Selon le Bureau de la coordination des affaires humanitaires des Nations Unies (OCHA), sur les 130 millions de personnes ayant besoin d’assistance humanitaire dans le monde, 15% sont handicapées. L'année dernière, les conflits et les catastrophes naturelles ont déplacé de force plus de 30 millions de personnes - dont un tiers étaient des personnes handicapées.

« Il n'y a pas de solution miracle, mais l'exigence fondamentale et fondamentale est d'inclure les personnes handicapées et leurs organisations dans la planification et la mise en œuvre des réponses aux crises humanitaires », a dit Mark Lowcock, le Secrétaire général adjoint des Nations Unies aux affaires humanitaires.

Scolariser 30 millions d'enfants handicapés supplémentaires d'ici 2030

Selon le Fonds des Nations Unies pour l’enfance (UNICEF), environ la moitié des enfants handicapés ne vont pas à l'école. Les préjugés, la stigmatisation et le manque d'apprentissage accessible explique cette déscolarisation.

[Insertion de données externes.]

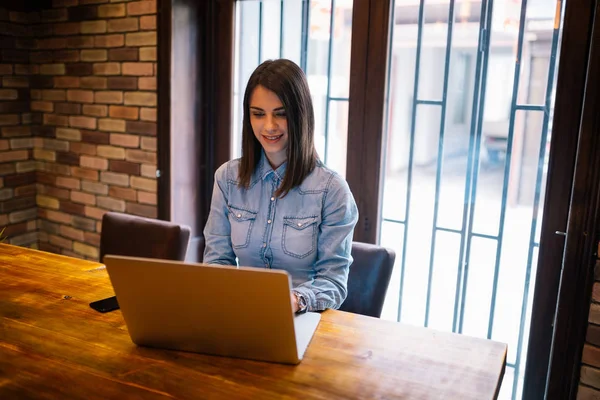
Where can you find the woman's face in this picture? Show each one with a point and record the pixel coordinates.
(269, 123)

L’autre moitié de ceux qui vont à l'école ne reçoivent pas une éducation de qualité en raison d’un manque d'enseignants qualifiés, d'installations accessibles ou d'outils d'apprentissage spécialisés.

« C'est un gaspillage tragique de potentiel - pour ces enfants et pour leurs sociétés et leurs économies », a déploré la Directrice exécutive de l’UNICEF, Henrietta Fore. Selon une estimation, l'exclusion de l'éducation des enfants handicapés peut coûter entre un et cinq pour cent du PIB à un pays en raison de la perte de revenus potentiels.

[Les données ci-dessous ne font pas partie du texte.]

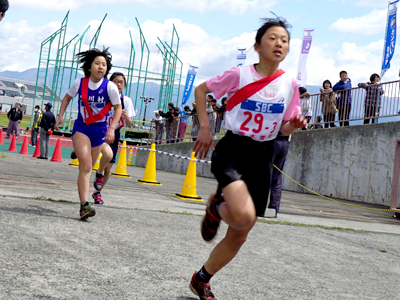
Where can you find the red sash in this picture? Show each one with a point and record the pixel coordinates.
(249, 90)
(84, 96)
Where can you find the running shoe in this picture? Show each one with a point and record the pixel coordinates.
(98, 181)
(201, 289)
(210, 222)
(97, 198)
(86, 211)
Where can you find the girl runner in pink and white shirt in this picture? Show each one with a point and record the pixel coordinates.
(242, 159)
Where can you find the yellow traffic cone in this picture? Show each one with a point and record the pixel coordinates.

L'UNICEF et ses partenaires se sont fixés pour objectif de scolariser 30 millions d'enfants handicapés supplémentaires d'ici 2030 en construisant des systèmes éducatifs plus inclusifs et accessibles dans 142 pays.

Mme Mohammed a indiqué que le Secrétaire général de l’ONU a lancé un examen de l'approche des Nations Unies en matière de handicap, « tant sur le plan institutionnel que sur le plan opérationnel, et nous espérons aller de l'avant avec des améliorations spécifiques en 2019 ».

Plus tard cette année, le chef de l’ONU publiera un tout premier rapport phare sur le handicap et le développement, « qui fournira une base de référence indispensable concernant la situation des personnes handicapées dans le contexte des objectifs de développement durable », a précisé la Vice-Secrétaire générale.